How is it possible for time to pass by so ridiculously slow yet to suddenly find myself gawking at the number 8? Has it really been 8 months since mom died? What a blur. I know some of that is from having a newborn, but grief is a tricky beast that plays many pranks on you. What I think I’ve found most surprising still is my failure to accept the finality of her absence. Sometimes I’ll say a quick prayer in passing on my way to sleep that she will come to me in my dreams just so I can talk to her again; see her alive again. Sometimes when I haven’t had anyone call me for a while, I absentmindedly think, well, at least I can always count on mom calling, before I catch myself saying, oh yeah. The stinging, uniform truth about death is actually quite simple; it just comes down to missing her. I miss her so much, it’s simply painful and nothing else. To have someone play a constant role in your entire life, to suddenly not, will take the rest of my life to get over and a void has been created never to be filled again.
I think one saving grace in all of this, something that has provided me with real joy again, is my children. Dear God what pure, happiness they bring! They have been given to me at a time in my life when I couldn’t have needed them more. They will never, ever know what their beautiful faces have done for me at this time in my life. They have given me a reason to hope again, to come out of the darkness. I am all too aware that death lingers only a few minutes away from all of us at any given time. But the love that they have brought back into my life has allowed me to fight off that fear a little more each day, because I don’t want to live in fear, fear of losing everything and everyone close to me. I want to bathe in their cuteness and not in the fear of losing it.
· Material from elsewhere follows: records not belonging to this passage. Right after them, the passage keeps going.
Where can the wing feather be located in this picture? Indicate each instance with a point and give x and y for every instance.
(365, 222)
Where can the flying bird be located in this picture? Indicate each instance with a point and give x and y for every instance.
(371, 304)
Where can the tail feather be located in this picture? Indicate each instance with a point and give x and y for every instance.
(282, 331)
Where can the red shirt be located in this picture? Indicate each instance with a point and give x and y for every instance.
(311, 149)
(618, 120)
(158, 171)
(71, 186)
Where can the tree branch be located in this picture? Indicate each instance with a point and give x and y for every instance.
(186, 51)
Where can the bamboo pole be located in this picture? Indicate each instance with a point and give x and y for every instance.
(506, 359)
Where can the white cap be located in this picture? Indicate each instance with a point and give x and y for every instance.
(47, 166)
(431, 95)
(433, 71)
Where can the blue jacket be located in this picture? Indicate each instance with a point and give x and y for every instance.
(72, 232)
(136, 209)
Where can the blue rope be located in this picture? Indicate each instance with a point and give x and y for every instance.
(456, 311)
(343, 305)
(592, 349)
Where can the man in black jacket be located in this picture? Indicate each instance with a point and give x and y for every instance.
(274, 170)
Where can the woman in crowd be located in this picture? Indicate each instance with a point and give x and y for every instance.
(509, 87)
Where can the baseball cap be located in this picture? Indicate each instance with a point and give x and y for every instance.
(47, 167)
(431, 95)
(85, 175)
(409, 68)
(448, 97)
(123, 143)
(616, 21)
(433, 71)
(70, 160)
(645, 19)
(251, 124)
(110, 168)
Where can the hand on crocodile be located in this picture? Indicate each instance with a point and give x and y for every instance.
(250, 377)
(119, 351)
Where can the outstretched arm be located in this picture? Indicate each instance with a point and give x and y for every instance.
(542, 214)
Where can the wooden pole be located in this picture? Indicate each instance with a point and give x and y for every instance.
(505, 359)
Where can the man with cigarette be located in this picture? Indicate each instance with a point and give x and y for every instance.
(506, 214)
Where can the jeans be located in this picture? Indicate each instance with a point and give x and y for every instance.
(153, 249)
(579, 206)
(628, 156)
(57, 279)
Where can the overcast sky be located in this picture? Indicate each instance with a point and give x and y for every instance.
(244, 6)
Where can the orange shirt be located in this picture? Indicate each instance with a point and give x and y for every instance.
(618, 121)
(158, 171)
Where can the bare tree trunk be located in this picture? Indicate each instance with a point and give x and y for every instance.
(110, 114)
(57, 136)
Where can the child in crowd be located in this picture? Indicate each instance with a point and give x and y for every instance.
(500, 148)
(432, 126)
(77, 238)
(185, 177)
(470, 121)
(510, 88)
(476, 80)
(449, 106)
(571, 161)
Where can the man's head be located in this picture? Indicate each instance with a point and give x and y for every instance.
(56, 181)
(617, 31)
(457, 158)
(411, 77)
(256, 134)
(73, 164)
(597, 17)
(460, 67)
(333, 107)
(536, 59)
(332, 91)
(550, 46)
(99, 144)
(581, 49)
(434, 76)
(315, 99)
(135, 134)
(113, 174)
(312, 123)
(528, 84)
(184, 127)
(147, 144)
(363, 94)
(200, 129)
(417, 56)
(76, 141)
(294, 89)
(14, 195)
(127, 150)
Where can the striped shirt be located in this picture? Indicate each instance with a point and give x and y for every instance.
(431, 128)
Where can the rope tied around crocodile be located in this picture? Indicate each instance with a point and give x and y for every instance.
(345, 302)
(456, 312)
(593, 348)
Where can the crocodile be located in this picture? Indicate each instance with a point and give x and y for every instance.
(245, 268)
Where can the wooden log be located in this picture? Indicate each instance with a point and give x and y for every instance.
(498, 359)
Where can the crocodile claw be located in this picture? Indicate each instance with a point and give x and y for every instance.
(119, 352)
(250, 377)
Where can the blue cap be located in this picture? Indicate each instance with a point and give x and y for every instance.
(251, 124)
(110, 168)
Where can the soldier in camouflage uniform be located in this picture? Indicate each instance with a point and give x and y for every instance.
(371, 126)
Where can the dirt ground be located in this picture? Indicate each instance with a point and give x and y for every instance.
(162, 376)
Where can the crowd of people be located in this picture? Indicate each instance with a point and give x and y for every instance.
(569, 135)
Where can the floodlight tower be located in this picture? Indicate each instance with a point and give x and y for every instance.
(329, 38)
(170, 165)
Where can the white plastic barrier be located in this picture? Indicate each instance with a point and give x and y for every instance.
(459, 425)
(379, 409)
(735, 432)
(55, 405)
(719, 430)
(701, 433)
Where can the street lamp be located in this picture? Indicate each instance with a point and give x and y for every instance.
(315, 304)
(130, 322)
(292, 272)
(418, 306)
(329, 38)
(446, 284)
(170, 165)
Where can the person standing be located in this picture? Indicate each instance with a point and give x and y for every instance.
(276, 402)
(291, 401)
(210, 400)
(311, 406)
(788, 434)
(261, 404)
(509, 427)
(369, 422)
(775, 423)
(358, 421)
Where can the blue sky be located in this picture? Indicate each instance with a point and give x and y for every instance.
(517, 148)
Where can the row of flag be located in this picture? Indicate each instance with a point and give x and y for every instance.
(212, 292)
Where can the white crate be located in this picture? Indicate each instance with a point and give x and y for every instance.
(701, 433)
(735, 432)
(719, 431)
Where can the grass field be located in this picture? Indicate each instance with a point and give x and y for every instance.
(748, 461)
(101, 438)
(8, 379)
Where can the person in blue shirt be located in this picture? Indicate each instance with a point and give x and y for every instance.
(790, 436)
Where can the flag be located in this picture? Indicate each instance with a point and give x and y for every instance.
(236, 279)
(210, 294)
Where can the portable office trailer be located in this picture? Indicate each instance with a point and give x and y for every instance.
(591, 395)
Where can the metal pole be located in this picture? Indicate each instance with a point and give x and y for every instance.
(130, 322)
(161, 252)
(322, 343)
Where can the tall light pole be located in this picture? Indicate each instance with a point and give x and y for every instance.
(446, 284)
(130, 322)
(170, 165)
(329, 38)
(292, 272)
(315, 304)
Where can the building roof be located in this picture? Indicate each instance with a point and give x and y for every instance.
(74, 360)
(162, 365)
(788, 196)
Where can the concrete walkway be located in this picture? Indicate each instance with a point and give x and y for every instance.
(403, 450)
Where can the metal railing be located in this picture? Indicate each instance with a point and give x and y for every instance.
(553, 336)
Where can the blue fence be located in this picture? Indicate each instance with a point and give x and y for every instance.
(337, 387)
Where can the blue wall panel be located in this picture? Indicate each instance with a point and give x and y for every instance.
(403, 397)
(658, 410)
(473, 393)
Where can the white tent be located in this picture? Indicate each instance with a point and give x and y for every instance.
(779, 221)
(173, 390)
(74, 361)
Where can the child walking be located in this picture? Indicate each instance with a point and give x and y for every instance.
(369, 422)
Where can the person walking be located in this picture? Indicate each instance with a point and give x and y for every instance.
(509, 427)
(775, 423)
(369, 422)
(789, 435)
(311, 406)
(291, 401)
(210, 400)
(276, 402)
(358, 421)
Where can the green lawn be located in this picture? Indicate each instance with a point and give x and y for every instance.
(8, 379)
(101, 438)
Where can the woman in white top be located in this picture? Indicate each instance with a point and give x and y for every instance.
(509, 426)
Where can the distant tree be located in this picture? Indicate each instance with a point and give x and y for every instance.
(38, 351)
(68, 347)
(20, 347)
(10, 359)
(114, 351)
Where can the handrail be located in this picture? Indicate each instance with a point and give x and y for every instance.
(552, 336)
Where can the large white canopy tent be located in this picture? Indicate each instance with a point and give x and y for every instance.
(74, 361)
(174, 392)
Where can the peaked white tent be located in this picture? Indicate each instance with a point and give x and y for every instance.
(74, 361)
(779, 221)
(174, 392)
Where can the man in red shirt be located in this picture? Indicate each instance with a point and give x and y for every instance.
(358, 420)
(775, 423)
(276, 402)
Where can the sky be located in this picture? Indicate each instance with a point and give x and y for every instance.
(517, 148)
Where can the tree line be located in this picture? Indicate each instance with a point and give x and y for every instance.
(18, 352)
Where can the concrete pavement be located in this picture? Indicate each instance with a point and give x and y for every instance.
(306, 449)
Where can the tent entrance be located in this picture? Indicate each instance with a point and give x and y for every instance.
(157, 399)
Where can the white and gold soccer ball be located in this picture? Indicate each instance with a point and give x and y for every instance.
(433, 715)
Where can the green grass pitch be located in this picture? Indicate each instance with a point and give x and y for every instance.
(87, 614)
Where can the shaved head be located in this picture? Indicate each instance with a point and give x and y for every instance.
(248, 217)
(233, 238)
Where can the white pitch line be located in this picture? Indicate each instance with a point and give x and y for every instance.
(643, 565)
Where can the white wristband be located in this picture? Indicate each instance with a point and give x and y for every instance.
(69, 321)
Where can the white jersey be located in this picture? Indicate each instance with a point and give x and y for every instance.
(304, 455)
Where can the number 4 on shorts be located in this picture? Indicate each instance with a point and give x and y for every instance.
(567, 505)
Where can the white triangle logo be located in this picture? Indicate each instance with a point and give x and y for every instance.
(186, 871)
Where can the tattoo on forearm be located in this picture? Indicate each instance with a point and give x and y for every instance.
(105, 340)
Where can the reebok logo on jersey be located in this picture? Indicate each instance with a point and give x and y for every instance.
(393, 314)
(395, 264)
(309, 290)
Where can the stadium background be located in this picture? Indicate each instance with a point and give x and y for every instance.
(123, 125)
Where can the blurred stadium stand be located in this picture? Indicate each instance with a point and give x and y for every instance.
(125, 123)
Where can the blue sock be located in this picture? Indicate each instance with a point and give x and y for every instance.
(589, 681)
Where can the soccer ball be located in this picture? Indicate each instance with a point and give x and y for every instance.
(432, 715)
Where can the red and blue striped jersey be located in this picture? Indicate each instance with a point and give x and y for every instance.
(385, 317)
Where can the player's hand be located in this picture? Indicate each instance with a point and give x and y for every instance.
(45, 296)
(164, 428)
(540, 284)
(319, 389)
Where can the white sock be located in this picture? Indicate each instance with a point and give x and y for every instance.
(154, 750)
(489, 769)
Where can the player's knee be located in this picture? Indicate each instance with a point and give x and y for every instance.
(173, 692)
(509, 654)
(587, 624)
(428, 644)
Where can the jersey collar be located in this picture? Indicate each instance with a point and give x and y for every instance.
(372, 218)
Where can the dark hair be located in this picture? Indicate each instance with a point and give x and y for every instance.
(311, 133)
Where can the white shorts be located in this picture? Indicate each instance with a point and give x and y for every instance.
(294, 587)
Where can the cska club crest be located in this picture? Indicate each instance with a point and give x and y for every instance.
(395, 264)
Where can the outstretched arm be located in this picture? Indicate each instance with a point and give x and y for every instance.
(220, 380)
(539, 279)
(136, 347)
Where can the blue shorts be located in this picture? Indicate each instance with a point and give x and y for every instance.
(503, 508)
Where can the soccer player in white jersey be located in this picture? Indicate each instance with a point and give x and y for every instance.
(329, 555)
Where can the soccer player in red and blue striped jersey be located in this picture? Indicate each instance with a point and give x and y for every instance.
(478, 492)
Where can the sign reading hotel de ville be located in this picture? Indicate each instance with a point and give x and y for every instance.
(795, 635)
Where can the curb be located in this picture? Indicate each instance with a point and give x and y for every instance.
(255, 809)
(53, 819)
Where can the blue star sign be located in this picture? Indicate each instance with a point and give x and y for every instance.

So on this 8 month anniversary, I don’t think it is ironic that in remembering my own mom, I am giving huge thanks that I myself am a mom. I feel like motherhood has brought me closer to her, helped me understand her a little more, which in turn only makes me sadder in the end, but I am grateful nonetheless for the new insights. There are moments when the injustice of having to live through anyone’s death still angers me, but a bouncing Skye bursting into the bedroom in the morning or watching my new son try and find his hand to his mouth, sweeps that anger away and leaves overwhelming, profound love. I know mom would be so happy about that. She always used to comment on the look that baby-Skye used to give me, when she would recognize her one and only mother; that look of relief that says, hey, I know you and I am happy and comfortable that you are here. I can now see that same look with Ian, but instead of brushing that fact aside, I feel closer to my mom, and Ian, all at once.
So, while I still long for her terribly, I am glad that I am able to have something else to smile about in my life when so much else is missing.